APRO has already done extensive integration across multiple chains + multiple tracks:

  • 40+ public chains and 1400+ data sources, multiple BTC L2s and the BNB Chain ecosystem can see APRO's presence; (Gate.com)

  • AI Oracle and ATTPs are actively recruiting a batch of top Agent projects to co-build standards; (foresightnews.pro)

  • RWA PoR is starting to collaborate with institutions that truly have asset scales. (foresightnews.pro)

If we can see in the future:

  • Certain DeFi protocols' risk control heavily relies on the PoR field of APRO;

  • Some AI Agent projects only release key signals on APRO's ATTPs network;

  • The liquidation and pricing logic of certain BTCFi protocols is explicitly tied to APRO's specific pricing model;

Then the "irreplaceable premium" of APRO / AT in this track will gradually be priced in by the market.

3) APRO / AT's own attitude towards "safety budget"

Ultimately, what Oracles compete on is one statement:

"How much of your own money are you willing to spend for the safety of others?"

  • APRO hangs its network on EigenLayer, which means it implicitly accepts the market pricing mechanism for re-staking safety budgets; (OKX)

  • The role of the AT token in the network (staking, penalties, fee payments, governance) will determine the "internal leverage ratio" of this safety budget; (meme insider)
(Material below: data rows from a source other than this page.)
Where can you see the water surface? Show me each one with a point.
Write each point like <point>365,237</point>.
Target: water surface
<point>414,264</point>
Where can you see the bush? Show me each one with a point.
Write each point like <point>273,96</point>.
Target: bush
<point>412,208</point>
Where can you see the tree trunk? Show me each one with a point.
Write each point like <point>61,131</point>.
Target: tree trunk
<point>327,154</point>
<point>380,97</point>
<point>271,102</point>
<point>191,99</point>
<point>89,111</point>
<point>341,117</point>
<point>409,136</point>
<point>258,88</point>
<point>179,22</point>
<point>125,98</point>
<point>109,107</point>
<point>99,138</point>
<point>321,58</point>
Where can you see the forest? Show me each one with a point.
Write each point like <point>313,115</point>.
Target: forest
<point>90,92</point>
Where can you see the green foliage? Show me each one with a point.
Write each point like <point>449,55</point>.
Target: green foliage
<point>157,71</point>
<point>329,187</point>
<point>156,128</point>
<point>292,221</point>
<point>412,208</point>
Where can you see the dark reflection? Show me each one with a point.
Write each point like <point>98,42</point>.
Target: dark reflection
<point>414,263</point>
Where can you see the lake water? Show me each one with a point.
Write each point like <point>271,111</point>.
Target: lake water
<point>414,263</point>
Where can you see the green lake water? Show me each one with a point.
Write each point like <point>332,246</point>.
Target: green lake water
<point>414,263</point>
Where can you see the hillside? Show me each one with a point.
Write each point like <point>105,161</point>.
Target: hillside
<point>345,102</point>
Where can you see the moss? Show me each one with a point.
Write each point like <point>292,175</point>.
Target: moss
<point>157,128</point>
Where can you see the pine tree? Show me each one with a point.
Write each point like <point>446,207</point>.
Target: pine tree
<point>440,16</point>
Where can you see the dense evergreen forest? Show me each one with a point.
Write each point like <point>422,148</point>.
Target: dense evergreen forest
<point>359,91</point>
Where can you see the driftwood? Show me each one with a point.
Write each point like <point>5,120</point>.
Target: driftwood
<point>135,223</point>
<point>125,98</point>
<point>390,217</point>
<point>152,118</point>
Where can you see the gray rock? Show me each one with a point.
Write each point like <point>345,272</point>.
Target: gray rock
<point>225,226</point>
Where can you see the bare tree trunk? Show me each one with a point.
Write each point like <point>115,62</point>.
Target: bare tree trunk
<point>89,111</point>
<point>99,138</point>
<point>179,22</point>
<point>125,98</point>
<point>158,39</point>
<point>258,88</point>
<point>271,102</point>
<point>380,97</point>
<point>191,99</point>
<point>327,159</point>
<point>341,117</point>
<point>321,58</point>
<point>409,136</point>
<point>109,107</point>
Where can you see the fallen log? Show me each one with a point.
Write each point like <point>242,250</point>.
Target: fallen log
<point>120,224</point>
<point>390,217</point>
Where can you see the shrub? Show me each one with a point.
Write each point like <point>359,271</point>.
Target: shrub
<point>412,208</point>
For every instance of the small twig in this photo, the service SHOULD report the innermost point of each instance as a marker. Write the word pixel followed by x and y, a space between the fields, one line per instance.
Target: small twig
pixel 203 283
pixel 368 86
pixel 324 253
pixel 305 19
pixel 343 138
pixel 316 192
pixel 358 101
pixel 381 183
If we see APRO willing to continue investing more revenue and more token value back into the "safety budget" rather than just discussing AI / BTCFi / RWA stories, then the pricing of APRO / AT in my mind will gradually shift from "high volatility narrative coin" to "safety infrastructure asset."

From the perspective of a transaction that seeks a sword by carving a boat, the APRO / AT line has not yet reached its end.
It is neither one of the earliest Oracle veterans nor a pure Meme that arrived late to ride the wave, but rather attempts to reconstruct the oracle into a business of "selling security by scenario."